Başbakan Binali Yıldırım, İzmir'in Aliağa ilçesinde sivil toplum kuruluşlarının temsilcileriyle Enka Spor Salonu'nda bir araya geldi.

"Türkiye'nin aydınlık yarınlarının kapısını sizler açacaksınız"

Yıldırım, buradaki konuşmasında, Türkiye'nin büyümesinin, gelişmesinin ve kalkınmasının önünü tıkamaya kiç kimsenin hakkı olmadığını belirterek, "80 model bir darbe anayasasıyla Türkiye'nin bu değişimi gerçekleştirmesi imkansızdır. 16 Nisan yeni bir diriliş yeni bir yükseliş olacak. Geleceğin anahtarı bir kez daha sizin elinizde. İnanıyorum ki 16 Nisan'da vereceğiniz karar ve oylarla Türkiye'nin aydınlık yarınlarının kapısını sizler açacaksınız. Demokrasimize çağ atlatacaksınız." ifadelerini kullandı.  
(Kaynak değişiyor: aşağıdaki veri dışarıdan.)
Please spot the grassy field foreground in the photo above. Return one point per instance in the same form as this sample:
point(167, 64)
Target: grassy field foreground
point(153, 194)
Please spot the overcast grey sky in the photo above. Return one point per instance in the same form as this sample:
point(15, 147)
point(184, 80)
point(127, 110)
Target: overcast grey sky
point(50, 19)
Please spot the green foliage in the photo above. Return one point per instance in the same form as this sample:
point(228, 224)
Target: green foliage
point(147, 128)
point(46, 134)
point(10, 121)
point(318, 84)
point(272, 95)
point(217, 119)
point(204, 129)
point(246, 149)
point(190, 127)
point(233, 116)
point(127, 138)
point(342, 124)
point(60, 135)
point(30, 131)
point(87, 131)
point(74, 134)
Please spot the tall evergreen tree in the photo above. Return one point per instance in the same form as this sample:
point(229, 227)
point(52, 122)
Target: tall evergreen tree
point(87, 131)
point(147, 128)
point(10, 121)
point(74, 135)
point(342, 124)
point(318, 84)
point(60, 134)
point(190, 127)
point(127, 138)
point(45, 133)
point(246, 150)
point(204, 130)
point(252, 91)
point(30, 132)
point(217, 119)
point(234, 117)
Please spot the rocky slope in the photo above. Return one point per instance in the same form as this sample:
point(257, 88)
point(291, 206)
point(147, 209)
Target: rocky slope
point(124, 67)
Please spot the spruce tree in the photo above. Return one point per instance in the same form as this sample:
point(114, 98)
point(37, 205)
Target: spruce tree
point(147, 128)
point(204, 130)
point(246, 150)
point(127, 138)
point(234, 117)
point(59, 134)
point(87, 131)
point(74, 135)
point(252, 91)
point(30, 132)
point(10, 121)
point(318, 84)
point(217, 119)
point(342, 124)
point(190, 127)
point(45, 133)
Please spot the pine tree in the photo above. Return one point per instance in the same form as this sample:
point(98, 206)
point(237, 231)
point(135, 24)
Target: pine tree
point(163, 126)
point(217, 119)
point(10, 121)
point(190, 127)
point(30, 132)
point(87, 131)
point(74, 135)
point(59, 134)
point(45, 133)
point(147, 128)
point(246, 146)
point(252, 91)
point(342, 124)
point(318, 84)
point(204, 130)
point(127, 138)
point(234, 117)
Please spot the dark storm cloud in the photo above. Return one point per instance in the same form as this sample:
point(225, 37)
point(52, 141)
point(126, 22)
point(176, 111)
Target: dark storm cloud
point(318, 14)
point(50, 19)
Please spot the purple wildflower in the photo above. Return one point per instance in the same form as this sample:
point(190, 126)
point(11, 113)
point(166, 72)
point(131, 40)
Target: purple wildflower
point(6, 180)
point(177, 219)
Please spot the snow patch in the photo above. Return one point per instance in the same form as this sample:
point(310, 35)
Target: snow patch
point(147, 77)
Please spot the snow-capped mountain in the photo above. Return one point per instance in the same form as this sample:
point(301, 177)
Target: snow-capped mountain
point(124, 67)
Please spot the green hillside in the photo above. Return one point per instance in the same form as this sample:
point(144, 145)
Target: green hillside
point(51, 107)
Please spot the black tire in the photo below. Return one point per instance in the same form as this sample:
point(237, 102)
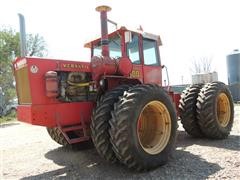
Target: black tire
point(58, 137)
point(188, 110)
point(100, 122)
point(125, 138)
point(208, 104)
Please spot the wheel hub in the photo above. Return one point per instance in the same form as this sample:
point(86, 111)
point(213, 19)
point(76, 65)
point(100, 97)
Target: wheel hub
point(223, 109)
point(154, 127)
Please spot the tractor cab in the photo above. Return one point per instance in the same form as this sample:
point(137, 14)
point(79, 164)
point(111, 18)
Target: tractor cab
point(140, 47)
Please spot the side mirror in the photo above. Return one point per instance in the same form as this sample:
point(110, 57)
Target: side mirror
point(128, 36)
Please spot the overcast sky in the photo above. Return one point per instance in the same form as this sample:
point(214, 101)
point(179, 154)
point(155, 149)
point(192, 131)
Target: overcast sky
point(188, 28)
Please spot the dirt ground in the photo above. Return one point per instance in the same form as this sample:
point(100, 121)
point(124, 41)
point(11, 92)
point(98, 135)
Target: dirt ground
point(27, 152)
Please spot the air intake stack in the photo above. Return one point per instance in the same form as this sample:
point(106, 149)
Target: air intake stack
point(104, 28)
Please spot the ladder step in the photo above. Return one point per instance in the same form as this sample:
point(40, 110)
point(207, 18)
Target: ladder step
point(77, 140)
point(72, 128)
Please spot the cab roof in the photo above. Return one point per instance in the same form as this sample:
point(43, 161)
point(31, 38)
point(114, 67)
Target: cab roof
point(123, 29)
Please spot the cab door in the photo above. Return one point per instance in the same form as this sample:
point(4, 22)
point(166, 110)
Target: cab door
point(133, 52)
point(152, 70)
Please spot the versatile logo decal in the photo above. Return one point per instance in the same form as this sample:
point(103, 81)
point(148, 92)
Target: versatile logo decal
point(34, 69)
point(135, 74)
point(75, 66)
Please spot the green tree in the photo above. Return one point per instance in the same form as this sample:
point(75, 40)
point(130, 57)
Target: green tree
point(10, 48)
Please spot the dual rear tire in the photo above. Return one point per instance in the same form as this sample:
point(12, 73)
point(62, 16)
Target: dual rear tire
point(207, 111)
point(139, 128)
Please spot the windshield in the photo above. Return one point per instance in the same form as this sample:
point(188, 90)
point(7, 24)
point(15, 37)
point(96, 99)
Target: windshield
point(114, 47)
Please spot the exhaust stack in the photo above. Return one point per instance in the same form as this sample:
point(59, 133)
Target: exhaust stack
point(104, 29)
point(23, 46)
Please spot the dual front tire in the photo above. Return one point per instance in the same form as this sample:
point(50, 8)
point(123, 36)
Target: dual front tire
point(207, 110)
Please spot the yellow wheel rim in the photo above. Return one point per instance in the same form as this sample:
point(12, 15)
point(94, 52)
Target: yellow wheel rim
point(223, 110)
point(154, 127)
"Mevcut sistem demokrasinin gelişmesi ve ülkenin daha da büyümesi için yetersiz kalıyor"

7 Haziran ve 1 Kasım seçimlerinde meydanlarda millete söz verdiklerini anımsatan Yıldırım, şöyle konuştu:

"Geçen seçimlerde meydanlarda bu millete yeni bir anayasa sözü verdik. Sadece biz vermedik. Bütün siyasi partiler aynı sözü verdi. O partiler, o sözü verenler ana muhalefet partisi, HDP bölücü parti, bugün 80 model artık ikide bir yolda kalan bu anayasaya o kadar çok sahip çıkıyorlar ki insanın aklı şaşıyor. Bunca yıl sistem sebebiyle çekilen sıkıntılar sanki hiç yokmuş gibi davranıyorlar. Mevcut sistem demokrasinin gelişmesi ve ülkenin daha da büyümesi için yetersiz kalıyor. Vesayetçi anlayış tam da bu nedenden dolayı bu mevcut anayasada ısrar ediyor. İstiyorlar ki bu antidemokratik sistem seçilmişlerin tepesinde sürekli bir Demokles'in kılıcı gibi sallansın. Adına 'parlamenter sistem' dedik ama yıllardır bir türlü bu sistemi demokratik işleyen bir sistem haline getiremedik. Siyaset üzerinde hep baskılar oluştu. Türkiye'yi yönetmek cesaret işi sayıldı."

"Tehditlerle siyasete ayar vererek, bugünlere geldiler"

Yıldırım, vesayet odaklarının iktidar olma, milletin gönlüne girme şanslarının olmadığını vurgulayarak, şöyle konuştu:

"Bu vesayet odakları mevcut sistemin devamını niye istiyor biliyor musunuz? Acaba nerden bir fırsat çıksa, bir karambol olsa da biz de iktidarın bir tarafından tutuversek. Tarih boyunca hep böyle oldu, o alışkanlıkları hala devam ediyor. Dilediklerinde, canları istediği zaman başbakanı asmak, hükümeti al aşağı etmek ve böylece haketmedikleri iktidarı ele geçirmek bunların alışkanlığı haline gelmiş. Tehditlerle siyasete ayar vererek, bugünlere geldiler. Kendi çıkarlarını, ayrıcalıklarını yine devam ettirmek istiyorlar. Başbakanları ayaklarına çağırıp, pijamalarıyla uğurlamak için 'hayır' diyorlar. Vatandaşlarımdan 16 Nisan'da oy verirken bütün bunları iyi düşünmesini istiyorum."